4. All of the following are essential components of supervision EXCEPT:
- A. All tasks to be delegated or supervised are within the nurse's scope of practice
- B. The necessary tasks require repeated assessments
- C. The nurse has adequate time to develop staff assignments
- D. Policies have been developed that govern nursing practice
Correct answer: B
Rationale: Supervision in nursing requires key components to ensure effective management. Tasks to be delegated or supervised must align with the nurse's scope of practice to maintain safety and quality care. Adequate time for staff assignment development is essential for efficient workflow. Policies governing nursing practice provide a framework for safe and standardized care. However, the statement 'The necessary tasks require repeated assessments' is not an essential component of supervision. Tasks should be clear, achievable, and not necessitate repeated assessments, as this would impede delegation and efficient completion. Repeated assessments may indicate unclear task delegation or inadequate initial assessment, which should be avoided in effective supervision.
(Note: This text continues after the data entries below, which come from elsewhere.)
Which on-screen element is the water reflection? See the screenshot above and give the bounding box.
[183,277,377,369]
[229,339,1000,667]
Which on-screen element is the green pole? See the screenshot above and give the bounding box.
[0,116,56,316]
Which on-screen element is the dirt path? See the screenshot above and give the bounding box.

5. A client in a long-term care facility tells the nurse, 'My daughter never visits me.' The nurse responds by telling the client that when her own mother was in a long-term care facility, she found it difficult to visit. This is an example of which communication technique?
- A. Empathy
- B. Self-disclosure
- C. Disapproval
- D. False reassurance
Correct answer: B
Rationale: Self-disclosure is a therapeutic communication technique that nurses use to build rapport and trust with clients. By sharing personal experiences, nurses can help clients feel understood and encourage them to open up. In this scenario, the nurse sharing her own struggle with visiting her mother demonstrates self-disclosure. Empathy (choice A) involves understanding and sharing the feelings of another, but in this case, the nurse is sharing her own experience rather than focusing solely on the client's emotions. Disapproval (choice C) and false reassurance (choice D) do not apply in this context as the nurse is not expressing disapproval or giving false hope or comfort.